In England, campaigners say government agricultural policy and its Environmental Land Management farm payments scheme, together with weak trade deals, "non-existent" import controls and misleading labelling, have all served to undermine farming businesses.

They say that threatens the country's ability to produce enough food to feed its own population, "leaving our food security in peril".

Liz Webster
Save British Farming founder Liz Webster says a "radical change" in policy is needed

Founder of campaign group Save British Farming Liz Webster, said: "Farming is fraught with risks: risks that have intensified every year with the climate emergency, Ukraine war and Brexit reality, which have only served to exacerbate problems.

"Polling shows that the public back British farming and food and want to maintain our high food standards and support local producers.

"We need a radical change of policy and an urgent exit from these appalling trade deals which will decimate British food."

At last month's NFU conference, the Prime Minister Rishi Sunak told farmers "I've got your back," as he outlined government plans to boost the UK's food security.

It was a promise echoed by farming minister Mark Spencer on Monday, who said: "We firmly back our farmers.

"British farming is at the heart of British trade, and we put agriculture at the forefront of any deals we negotiate, prioritising new export opportunities, protecting UK food standards and removing market access barriers."
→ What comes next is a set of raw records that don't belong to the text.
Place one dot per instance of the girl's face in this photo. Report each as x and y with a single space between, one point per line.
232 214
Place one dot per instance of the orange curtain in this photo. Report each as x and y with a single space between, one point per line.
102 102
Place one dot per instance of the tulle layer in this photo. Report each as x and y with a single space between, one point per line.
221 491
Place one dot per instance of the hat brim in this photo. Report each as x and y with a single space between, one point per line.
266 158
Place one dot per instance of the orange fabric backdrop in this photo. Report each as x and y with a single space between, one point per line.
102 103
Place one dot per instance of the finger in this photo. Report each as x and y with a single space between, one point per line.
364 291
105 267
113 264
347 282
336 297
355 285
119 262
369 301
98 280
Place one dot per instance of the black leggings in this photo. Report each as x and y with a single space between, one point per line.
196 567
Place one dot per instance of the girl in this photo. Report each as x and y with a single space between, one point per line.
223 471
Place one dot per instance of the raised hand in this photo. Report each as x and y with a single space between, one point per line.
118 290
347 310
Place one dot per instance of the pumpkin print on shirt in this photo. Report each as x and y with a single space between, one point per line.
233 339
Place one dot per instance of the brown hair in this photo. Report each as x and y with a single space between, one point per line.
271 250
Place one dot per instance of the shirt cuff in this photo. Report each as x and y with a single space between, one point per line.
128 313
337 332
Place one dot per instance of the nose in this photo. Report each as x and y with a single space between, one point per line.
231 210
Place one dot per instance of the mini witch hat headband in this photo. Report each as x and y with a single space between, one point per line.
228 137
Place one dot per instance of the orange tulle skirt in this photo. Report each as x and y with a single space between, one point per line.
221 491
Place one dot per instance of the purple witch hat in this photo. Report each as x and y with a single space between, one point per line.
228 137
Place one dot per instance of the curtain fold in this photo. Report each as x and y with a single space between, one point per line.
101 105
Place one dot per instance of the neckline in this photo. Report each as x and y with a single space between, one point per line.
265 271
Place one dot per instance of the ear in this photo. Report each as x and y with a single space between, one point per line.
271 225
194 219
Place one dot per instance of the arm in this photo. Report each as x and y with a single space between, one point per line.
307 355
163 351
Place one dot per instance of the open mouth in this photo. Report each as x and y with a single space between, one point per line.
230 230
Mr Spencer also announced new measures that would limit the amount of land that could be taken out of production and put into specific environmental schemes.

The change means that under the Sustainable Farming Incentive (SFI) payment scheme farmers will only be able to put 25% of their land into projects that would take it out of direct food production.

"Food production is the primary purpose of farming and today we are taking action to clarify this principle," said Mr Spencer.

The government said that at least 60% of the food we consume will continue to be produced here in the UK and that level of food security will be monitored each year.

It says it has maintained the £2.4bn farming budget and was also looking at ways to improve fairness in the supply chain.

It has also launched a consultation on fairer food labelling regulations.